Gordon wrestled unsuccessfully with this notion. Common sense dictated that if anyone were to risk their reputation and career in a bid to clone a specific individual, then surely there had to be more to it than simply wanting to know if it could be done. The cloner would want access to the child, however difficult it might be to achieve and it certainly would. It might even be the highest hurdle of them all. Just how would he manage it, he wondered?

The child would be the most treasured possession of a couple who believed that IVF treatment had finally paid off for them: they would be the least likely parents on Earth to give up their child under any circumstances, so it would be necessary to take it from them. That would mean kidnapping it, not exactly a minor crime in any society and not one that either the public or the police were going to take lightly. Kidnapping was something that very few people ever got away with so it was out of the question... or was it?

Gordon felt his skin tingle with excitement as he realised that that was exactly what had happened to one of the IVF babies from Thomas’s unit. Anne-Marie Palmer had been kidnapped! He and her parents might be the only people on Earth who believed that, but it was true nevertheless. Gordon’s excitement foundered almost immediately on the fact that Anne-Marie had subsequently been murdered within days of her abduction. This didn’t fit in with what he was considering... unless of course, she had been regarded as a failed cloning because of the severity of her disability. Was it possible that she had been disposed of as an untidy loose end, maybe to prevent anyone ever finding out the true facts of her origin?

Gordon moved his head restlessly on the pillow as he saw that there would have been no need to murder Anne-Marie to keep her origins secret because it was just so unlikely that the truth would ever have come to light anyway. DNA fingerprinting of both Anne-Marie and her parents would have been required to reveal the secret and the possibility of that ever happening for any reason seemed very remote. On the other hand, Gordon suddenly saw that... it could still be done!

He felt a surge of excitement as he remembered that Anne-Marie’s remains were still being kept in refrigerated limbo by the police forensic service. She was lying in the mortuary of this very hospital at this very moment. Anne-Marie could be DNA tested and her profile compared with that of her parents! If it didn’t match, it would be conclusive proof that she had not been the natural child of the Palmers and go a long way towards suggesting that she had been the outcome of a human cloning experiment. It would certainly provide justifiable grounds for a police investigation into the IVF unit!

‘Yes!’ he murmured as, at last, he realised that he had come up with a way of obtaining hard evidence.

His slight exclamation had not been loud but loud enough to attract the attention of a nurse passing the door to his room.

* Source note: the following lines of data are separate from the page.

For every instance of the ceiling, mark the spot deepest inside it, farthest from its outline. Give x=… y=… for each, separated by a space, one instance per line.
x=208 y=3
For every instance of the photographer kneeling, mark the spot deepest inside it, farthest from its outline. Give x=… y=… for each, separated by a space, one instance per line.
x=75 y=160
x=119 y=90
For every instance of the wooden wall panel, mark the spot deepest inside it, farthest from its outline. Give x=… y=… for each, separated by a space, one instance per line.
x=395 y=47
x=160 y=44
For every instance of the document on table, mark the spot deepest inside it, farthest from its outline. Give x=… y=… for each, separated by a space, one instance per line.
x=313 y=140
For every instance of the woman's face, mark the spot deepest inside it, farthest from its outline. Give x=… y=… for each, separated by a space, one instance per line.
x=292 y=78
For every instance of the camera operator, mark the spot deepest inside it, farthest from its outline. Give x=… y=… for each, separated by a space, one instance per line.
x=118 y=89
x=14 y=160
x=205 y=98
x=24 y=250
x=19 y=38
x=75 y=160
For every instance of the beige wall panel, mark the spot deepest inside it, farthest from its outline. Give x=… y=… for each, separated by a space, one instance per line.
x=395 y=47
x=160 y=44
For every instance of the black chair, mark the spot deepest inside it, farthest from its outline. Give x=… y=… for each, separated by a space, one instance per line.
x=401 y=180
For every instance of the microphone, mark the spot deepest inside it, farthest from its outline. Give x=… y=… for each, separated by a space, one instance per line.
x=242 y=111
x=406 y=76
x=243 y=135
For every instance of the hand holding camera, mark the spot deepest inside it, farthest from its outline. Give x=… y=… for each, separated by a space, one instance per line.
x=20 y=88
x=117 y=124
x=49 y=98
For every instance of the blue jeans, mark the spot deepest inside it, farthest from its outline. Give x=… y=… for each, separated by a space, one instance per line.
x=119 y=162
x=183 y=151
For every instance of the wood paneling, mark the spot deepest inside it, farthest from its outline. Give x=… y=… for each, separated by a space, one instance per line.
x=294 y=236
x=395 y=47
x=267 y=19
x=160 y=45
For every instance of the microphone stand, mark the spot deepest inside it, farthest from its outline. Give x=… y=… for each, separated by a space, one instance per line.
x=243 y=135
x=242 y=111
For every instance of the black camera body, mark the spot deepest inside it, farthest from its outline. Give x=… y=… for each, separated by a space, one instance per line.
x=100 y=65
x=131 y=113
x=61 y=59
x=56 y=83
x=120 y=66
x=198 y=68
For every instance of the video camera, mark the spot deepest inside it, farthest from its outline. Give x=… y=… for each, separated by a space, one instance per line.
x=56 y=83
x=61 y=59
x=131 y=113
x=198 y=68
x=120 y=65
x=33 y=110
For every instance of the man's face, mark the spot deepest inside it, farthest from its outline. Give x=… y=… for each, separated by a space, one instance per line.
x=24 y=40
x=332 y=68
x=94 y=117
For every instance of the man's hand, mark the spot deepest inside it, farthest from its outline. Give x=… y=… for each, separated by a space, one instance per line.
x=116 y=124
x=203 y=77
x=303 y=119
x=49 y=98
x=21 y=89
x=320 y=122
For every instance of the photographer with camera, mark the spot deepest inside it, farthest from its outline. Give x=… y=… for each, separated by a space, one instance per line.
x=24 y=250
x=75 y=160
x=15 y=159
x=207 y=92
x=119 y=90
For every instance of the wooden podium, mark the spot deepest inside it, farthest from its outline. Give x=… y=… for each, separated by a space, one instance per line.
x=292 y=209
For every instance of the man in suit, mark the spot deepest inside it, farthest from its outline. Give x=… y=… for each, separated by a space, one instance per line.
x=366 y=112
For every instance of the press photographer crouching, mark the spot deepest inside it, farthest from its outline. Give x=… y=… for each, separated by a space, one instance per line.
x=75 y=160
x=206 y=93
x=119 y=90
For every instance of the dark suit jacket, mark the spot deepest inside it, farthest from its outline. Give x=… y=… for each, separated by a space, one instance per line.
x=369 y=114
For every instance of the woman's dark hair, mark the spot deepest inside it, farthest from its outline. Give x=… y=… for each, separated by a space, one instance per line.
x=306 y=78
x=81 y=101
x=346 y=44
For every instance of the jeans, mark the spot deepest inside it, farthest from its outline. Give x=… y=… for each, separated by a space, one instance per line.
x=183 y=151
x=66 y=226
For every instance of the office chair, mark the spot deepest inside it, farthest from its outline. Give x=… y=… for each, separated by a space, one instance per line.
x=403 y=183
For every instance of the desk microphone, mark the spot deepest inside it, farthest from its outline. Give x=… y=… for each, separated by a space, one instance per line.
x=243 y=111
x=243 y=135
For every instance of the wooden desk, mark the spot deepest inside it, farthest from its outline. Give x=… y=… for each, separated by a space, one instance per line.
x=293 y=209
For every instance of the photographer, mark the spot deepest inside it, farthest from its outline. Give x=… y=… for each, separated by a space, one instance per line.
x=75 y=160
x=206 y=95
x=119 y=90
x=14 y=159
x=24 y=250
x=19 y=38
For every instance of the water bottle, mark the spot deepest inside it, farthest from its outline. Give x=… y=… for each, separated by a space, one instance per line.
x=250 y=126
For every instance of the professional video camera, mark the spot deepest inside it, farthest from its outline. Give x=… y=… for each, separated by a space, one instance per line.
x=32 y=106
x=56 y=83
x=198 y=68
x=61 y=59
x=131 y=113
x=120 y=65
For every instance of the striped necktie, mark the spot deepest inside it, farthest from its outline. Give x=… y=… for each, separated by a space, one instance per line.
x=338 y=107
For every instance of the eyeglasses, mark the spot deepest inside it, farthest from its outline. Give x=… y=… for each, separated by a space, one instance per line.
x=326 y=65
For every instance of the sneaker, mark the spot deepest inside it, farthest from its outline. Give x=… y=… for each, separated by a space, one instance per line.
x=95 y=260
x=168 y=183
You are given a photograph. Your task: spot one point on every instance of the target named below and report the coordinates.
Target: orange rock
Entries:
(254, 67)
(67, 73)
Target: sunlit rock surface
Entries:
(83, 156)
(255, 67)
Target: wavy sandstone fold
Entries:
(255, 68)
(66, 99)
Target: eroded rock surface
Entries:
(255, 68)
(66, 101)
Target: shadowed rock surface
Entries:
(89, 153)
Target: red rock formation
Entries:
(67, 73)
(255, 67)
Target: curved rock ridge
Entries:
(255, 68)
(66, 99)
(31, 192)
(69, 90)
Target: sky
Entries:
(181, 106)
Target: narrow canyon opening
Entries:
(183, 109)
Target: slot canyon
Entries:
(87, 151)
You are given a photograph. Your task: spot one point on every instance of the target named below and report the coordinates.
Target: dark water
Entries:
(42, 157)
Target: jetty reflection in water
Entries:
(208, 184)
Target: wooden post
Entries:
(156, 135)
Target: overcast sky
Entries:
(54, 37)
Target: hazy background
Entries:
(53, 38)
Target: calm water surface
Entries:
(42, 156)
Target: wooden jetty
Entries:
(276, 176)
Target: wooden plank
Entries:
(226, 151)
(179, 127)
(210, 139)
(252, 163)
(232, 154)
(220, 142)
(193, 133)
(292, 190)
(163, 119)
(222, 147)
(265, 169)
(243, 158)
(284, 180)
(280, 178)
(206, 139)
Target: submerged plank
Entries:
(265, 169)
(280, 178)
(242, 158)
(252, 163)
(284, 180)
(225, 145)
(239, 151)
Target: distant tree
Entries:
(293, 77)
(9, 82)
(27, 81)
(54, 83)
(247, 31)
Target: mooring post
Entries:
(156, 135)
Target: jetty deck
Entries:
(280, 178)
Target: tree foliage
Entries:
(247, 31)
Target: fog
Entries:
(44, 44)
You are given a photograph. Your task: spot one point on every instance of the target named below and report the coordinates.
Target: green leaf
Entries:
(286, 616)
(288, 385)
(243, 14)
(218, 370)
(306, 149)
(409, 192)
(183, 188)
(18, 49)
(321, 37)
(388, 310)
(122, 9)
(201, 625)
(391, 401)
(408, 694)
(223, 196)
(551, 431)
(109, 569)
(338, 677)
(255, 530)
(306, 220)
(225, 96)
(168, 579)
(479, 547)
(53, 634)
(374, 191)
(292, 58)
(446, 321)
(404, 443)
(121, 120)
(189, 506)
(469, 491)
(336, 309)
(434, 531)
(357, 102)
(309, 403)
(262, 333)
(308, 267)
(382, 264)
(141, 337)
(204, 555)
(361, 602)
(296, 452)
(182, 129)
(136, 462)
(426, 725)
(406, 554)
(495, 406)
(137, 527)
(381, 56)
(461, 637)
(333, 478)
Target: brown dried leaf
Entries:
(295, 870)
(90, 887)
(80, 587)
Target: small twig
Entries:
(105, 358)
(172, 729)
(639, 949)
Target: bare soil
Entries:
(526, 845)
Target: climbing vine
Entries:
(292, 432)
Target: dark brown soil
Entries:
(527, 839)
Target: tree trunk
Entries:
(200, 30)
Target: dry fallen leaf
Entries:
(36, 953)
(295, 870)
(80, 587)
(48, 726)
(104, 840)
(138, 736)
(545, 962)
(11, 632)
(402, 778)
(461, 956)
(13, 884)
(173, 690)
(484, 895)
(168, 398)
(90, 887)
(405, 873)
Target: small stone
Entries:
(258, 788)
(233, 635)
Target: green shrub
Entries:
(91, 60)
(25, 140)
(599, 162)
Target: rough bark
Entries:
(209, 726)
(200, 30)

‘Everything all right, Dr Gordon?’ she asked.

‘Yes, fine,’ he replied feeling slightly embarrassed. ‘Bit of a bad dream.’

The nurse gave the bedclothes a cosmetic tuck in and turned his pillow. ‘There now, you get some rest.’

Gordon made appropriate sleepy noises but he was already thinking about how he would go about getting material from Anne-Marie Palmer’s body for DNA fingerprinting. There was nothing to it, he mused wryly, all he had to do was break into the mortuary at Ysbyty Gwynedd and take a sample of Anne-Marie’s tissue — after having been expressly forbidden to go near the body by the forensic pathologist in charge of the case. Gordon felt a chill run down his spine at the thought but he’d cross that bridge when he came to it. He felt a wave of tiredness sweep over him. Events were catching up with him and the tide of consciousness was turning. Sleep was almost upon him with its sweet promise of forgetfulness. Under the bandages, he closed his eyes and wished Lucy well before drifting off into merciful oblivion.